Figure 4. Overexpression of Twist enhances cell migration and invasion of T47D cells.

(A) Graphic representation of the migratory capability of stably transfected T47D cells expressing either Twist or control vector assessed using a wound healing assay. A scratch (“wound”) was inflicted to a cell layer produced 48 hours post-plating, and culture continued for an additional 24 hrs. Wound closures were photographed at 0 and 24 hr. Presented data are the mean ± SD from three independent experiments, with *indicates p < 0.01 when comparing with control values. A representative experiment is shown in the right panel. Scale bars, 50 μm. (B) Graphic representation of the invasiveness of T47D cells stably expressing Twist or control vector using a modified Boyden Chamber invasion assay as described in the Materials and Methods. Presented data are the mean ± SD from three separate experiments, with *indicates p < 0.01 when comparing with control values. A representative experiment is shown in the right panel. Scale bars, 100 μm.

Figure 5. Overexpression of Twist induces the activation of PAR1 signaling.

(A) Graphic representation of the fold change in mRNA levels of Twist, F2R and F2RL2 in Twist-expressing T47D cells compared with control vector cells by real-time PCR. Presented data are the mean ± SD of three separate experiments, with *indicates p < 0.01 when comparing with control values. (B) Western blot analysis for p-TAZ, TAZ and CTGF expression in EMT-induced Twist-expressing T47D cells or T47D cells expressing control vector. Actin served as a loading control. (C) Effect of TAZ siRNA or NTC siRNA on CTGF promoter luciferase activity in Twist-overexpressing T47D cells and T47D cells expressing control vector. Assessments were made after 48 hours in culture. Presented data are mean ± SD of normalized luciferase activities determined from three separate experiments. *indicates p < 0.01 when control siRNA expressed in Twist-T47D cells compared with in vector control cells; and **indicates p < 0.01 when compared expression of TAZ siRNA and control siRNA in Twist-T47D cells. (D) Effect of TAZ siRNA on TAZ and Twist expression in EMT-induced Twist-expressing T47D cells and in T47D cells expressing control vector by western blot analysis. Actin served as a loading control.
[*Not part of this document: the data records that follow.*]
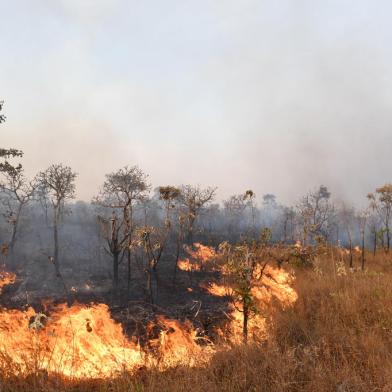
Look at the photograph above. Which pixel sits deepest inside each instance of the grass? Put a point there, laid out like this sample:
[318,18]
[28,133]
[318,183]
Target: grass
[337,337]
Figure 6. Knockdown of TAZ suppresses Twist-induced cell migration and invasion of T47D cells.

(A) Effect of TAZ siRNA on cell migrating activity in Twist-overexpressing T47D cells and T47D cells expressing control vector using a wound healing assay. A scratch (“wound”) was inflicted to a cell layer produced 48 hours post-plating, and culture continued for an additional 24 hrs. Wound closures were photographed at 0 and 24 hr. Presented data are the mean ± SD from three independent experiments, with *and ^#indicating significant difference of p < 0.05 from control values. (B) Effect of TAZ siRNA on cell invasiveness in Twist-overexpressing T47D cells and T47D cells expressing control vector using a modified Boyden Chamber invasion assay as described in the Materials and Methods. Presented data are a graphic representation of the mean ± SD of percentage of invasive cells obtained from three separate experiments, with *and ^#indicating significant difference of p < 0.05 from control values. (C) Expression of Twist results in increased expression of PAR1, which promotes invasion, migration, and induces CSC-like properties in breast cancer cells by upregulating the expression of TAZ.